La lotta all’istruzione pubblica, gratuita e obbligatoria era ancora un’altra nostro principio Non si poteva immaginare un pezzo di territorio istruito e l’altro zotico e ignorantone; (per le genti più povere)
Era una scelta anche strategica. L’Italia non avrebbe avuto alcun futuro perché costretta a rallentare se non venivano date gambe veloci al Sud mediante una forte crescita culturale.
E, poi, la questione della donna. Chiedevamo parità anche occupazionale. Se si riusciva al Sud, avevamo fatto il colpaccio! Avremmo chiesto infrastrutture essendoci forte mano d’opera, quindi, più lavoro, più entrate.  La disoccupazione era già troppo progredente e bisognava livellare. Mi sembra d’aver risposto!
Non potevamo prosperare e soprattutto perfezionarci se tutte le parti del proprio corpo (sociale) non agivano in sincronia con il resto degli altri pezzi anatomici. Non era difficile essere meridionalista. Era però difficile resistere! Avevo testimonianza di atteggiamento astiosi dagli stessi amici deputati. Essere meridionalista, ai miei tempi era essere sovversivo!

PARTITO DEL SUDCerto! …Ma le politiche? Lei come si è posto davanti alle soluzioni? 

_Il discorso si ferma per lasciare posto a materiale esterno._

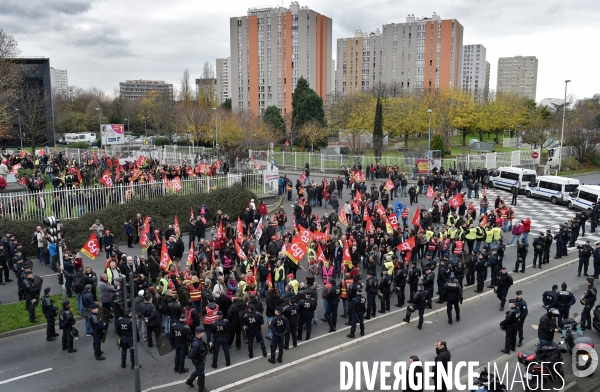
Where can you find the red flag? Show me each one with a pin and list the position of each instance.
(106, 179)
(417, 218)
(430, 192)
(240, 231)
(176, 227)
(456, 201)
(165, 260)
(91, 248)
(240, 252)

NITTI: ho scritto e fatto tante cose: la nascita dell’Ente Volturno per l’energia elettrica, l’Ilva di Bagnoli, come l’INA, ma in monopolio statale per le assicurazione sulla vita. Ho avviato politiche per una maggiore formazione del commercio dei prodotti agricoli (Sud) migliorando così lo sviluppo regionale a fronte di  interessi volti soprattutto ai lavori pubblici . Ma attenzione!Quando si sta al governo bisogna inevitabilmente pensare al Paese tutto ed ecco, senza credere a infidi tradimenti, si è macchinalmente costretti a ridurre il potenziale ideologico meridionalista.
Una sola cosa, una sola formula poteva e potrebbe, al contrario, interporsi tra questa bizzarra e fastidiosa dualità: le regioni federate! Ma a questa, essendo un convinto assertore dell’Unità nazionale a poco credo!
Beh, bisogna che vada, …buona fortuna e, …credetemi , ce ne vuole tantissima!!